Hayabusa 2’s second touch-and-go landing was designed to capture pristine dust and rock excavated by an explosive impactor that shot the spacecraft into the asteroid. The subterranean specimens may hold additional clues about the origin and evolution of the asteroid, as they are protected from solar radiation and extreme weather from space exposure.

Before the first of Hayabusa 2’s three collection chambers even opened, Japanese scientists were encouraged by the discovery of black dust particles near the lid of the container.

JAXA said the Hayabusa 2 team also analyzed gas that was sealed in the return capsule. Scientists believe that the gas molecules, which differed from the composition of Earth’s atmosphere, were created by outgassing the asteroid specimens.

“This is the world’s first sample return of a gas state material from deep space,” JAXA said in a statement.

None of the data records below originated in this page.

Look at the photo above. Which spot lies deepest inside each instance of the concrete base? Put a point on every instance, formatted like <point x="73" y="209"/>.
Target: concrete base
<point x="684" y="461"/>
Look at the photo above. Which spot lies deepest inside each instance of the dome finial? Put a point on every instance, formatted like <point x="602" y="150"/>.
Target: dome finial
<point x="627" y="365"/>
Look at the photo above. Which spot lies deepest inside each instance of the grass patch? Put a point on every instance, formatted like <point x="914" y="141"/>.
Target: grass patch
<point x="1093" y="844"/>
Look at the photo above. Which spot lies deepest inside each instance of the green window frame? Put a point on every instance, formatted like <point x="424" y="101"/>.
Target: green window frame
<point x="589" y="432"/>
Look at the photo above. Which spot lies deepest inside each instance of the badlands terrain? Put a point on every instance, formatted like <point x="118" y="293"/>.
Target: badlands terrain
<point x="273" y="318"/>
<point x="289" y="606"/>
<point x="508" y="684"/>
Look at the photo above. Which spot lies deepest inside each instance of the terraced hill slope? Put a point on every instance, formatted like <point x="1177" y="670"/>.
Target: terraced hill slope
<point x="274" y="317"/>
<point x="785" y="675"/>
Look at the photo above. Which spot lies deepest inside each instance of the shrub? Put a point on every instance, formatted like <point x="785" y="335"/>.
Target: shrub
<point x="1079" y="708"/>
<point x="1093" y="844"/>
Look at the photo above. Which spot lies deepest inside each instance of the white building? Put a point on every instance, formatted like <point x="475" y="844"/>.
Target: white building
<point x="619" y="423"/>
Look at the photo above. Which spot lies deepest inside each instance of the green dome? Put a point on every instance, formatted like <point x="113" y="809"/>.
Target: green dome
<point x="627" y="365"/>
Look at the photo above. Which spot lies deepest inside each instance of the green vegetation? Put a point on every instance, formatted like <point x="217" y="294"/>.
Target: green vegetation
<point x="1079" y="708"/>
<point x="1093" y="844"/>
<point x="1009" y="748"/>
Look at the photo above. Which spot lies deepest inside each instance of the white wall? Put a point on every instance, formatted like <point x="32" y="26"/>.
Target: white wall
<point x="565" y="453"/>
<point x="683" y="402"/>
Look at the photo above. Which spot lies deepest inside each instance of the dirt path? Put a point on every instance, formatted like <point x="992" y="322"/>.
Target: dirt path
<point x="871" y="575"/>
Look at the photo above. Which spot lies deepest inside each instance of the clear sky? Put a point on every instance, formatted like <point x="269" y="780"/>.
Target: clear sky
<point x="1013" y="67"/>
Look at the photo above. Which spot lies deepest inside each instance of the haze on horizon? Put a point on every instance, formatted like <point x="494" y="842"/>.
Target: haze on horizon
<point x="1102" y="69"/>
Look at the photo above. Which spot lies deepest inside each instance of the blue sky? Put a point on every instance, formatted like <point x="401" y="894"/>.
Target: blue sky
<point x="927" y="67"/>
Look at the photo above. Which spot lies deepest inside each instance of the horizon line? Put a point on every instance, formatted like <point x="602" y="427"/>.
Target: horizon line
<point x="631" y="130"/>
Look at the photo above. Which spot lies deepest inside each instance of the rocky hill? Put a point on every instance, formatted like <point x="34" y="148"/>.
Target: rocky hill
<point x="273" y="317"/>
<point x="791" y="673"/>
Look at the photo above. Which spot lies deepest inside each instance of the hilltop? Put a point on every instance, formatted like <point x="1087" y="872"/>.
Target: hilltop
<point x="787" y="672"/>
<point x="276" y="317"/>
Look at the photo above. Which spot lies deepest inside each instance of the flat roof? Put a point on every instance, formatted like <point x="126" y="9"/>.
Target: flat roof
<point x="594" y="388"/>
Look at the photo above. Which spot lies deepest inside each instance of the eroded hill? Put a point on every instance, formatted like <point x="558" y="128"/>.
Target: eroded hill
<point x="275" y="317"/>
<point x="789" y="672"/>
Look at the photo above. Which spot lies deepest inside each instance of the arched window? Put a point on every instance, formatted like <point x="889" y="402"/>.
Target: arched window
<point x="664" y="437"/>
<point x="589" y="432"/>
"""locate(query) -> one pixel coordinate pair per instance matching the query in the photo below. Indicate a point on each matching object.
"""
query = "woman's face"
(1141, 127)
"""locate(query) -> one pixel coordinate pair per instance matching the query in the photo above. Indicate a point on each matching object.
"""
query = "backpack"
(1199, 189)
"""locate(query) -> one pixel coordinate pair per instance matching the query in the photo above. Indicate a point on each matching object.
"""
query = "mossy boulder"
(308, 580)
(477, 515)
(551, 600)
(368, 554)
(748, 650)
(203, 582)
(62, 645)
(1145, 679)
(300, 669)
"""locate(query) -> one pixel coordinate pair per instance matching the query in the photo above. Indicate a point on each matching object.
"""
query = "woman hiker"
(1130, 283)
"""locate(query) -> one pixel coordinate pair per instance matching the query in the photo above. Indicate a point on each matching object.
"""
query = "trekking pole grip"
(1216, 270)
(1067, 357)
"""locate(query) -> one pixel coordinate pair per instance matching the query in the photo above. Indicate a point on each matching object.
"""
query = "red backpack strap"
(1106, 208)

The return of the Hayabusa 2 mission to Earth earlier this month completed a six-year round trip to the asteroid Ryugu. The craft was launched aboard a Japanese H-2A missile in December 2014 and arrived near Ryugu in 2018 to begin investigations for several months before attempting its first landing.

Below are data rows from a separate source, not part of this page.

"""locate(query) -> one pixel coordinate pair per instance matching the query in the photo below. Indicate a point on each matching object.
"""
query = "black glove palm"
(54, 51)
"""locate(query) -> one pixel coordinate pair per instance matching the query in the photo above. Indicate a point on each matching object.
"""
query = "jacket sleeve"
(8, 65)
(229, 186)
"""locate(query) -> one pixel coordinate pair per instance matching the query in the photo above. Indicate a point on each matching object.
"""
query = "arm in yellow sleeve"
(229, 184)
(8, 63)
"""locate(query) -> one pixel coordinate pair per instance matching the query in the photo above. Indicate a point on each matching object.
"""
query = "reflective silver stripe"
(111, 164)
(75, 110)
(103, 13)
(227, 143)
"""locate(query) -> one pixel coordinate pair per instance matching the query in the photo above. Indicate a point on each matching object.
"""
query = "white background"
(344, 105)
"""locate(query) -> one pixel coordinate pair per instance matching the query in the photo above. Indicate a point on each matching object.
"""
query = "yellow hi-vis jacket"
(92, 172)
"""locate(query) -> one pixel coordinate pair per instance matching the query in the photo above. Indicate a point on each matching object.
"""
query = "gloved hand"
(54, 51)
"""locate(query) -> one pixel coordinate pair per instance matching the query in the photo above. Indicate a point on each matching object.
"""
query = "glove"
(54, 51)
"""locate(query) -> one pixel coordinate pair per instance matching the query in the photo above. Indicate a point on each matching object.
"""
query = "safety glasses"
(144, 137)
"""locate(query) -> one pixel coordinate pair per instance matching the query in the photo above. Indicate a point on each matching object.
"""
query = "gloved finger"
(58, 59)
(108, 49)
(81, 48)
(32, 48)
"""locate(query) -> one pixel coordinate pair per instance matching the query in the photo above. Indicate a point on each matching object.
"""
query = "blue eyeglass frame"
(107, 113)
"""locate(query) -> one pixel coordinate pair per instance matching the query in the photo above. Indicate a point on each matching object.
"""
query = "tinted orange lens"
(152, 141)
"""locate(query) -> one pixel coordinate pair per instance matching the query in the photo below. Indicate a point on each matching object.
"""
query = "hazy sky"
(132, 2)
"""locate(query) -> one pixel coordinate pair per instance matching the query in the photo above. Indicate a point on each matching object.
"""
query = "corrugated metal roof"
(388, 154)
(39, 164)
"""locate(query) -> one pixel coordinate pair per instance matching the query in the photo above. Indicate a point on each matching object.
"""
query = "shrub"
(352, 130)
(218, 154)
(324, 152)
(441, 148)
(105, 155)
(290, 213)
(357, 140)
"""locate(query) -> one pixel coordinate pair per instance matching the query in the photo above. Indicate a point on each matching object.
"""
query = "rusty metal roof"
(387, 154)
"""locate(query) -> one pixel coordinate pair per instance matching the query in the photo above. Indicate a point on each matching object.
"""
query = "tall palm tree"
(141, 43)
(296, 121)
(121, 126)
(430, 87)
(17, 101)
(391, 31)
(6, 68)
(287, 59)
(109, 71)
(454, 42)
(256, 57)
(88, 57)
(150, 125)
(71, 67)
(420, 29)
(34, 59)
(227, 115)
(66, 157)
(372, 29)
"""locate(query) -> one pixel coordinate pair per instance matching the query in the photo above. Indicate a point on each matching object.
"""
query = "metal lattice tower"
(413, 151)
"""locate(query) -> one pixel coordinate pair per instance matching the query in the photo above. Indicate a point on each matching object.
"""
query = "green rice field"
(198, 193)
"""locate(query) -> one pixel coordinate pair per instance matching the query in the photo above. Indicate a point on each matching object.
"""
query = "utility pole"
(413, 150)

The spacecraft dropped a fleet of landers and rovers in late 2018 to explore the asteroid’s surface, including a jumping robot developed by engineers in Germany and France.

Scientists are eager to analyze the specimens they expect to contain organic molecules. Researchers believe that asteroids like Ryugu, or a larger body like the one from which Ryugu split off, would have littered the Earth with the ingredients necessary for life.

Hayabusa 2 departed Ryugu in November 2019 to begin its journey back to Earth.

Hayabusa 2’s sample return capsule after landing in Australia. Credit: JAXA

While Hayabusa 2 was in the home leg of its return journey, NASA’s OSIRIS-REx spacecraft made its own short landing on asteroid Bennu, a rocky carbonaceous body similar in composition to Ryugu.

OSIRIS-REx collected significantly more asteroid material than Hayabusa 2 – perhaps several pounds of asteroid rocks – and is expected to depart Bennu early next year. The OSIRIS-REx sample capsule will arrive back on Earth in September 2023.

The Japanese and US missions share similar objectives, and JAXA and NASA have agreed to exchange a small portion of their asteroid samples for joint analysis by scientists from each country.

After releasing the sample return capsule on December 5, the parent spacecraft of the Hayabusa 2 mission – still loaded with plenty of propellant – completed three diversions to avoid a collision course with Earth. The spacecraft will return to the solar system for an extensive mission, including a rapid flyby of an asteroid in 2026 and an encounter with a small rapidly rotating space rock in 2031.

Hayabusa 2 is Japan’s second asteroid to return monsters.

An earlier mission, named Hayabusa, successfully returned its sample capsule to Earth in June 2010. But a series of technical issues, including a fuel leak and a malfunction in the sample collection mechanism, prevented Hayabusa from collecting any important material from a stony asteroid named Itokawa.

Despite the setbacks, Japanese scientists found microscopic particles of Itokawa in Hayabusa’s sample return carrier.

Hayabusa 2 carried out its mission without major problems, bringing home a lot more material from Ryugu, an asteroid covered in more primitive organic molecules than Itokawa, raising the hope that scientists would know more than 4.5 billion years ago. will come about the formation of the planets.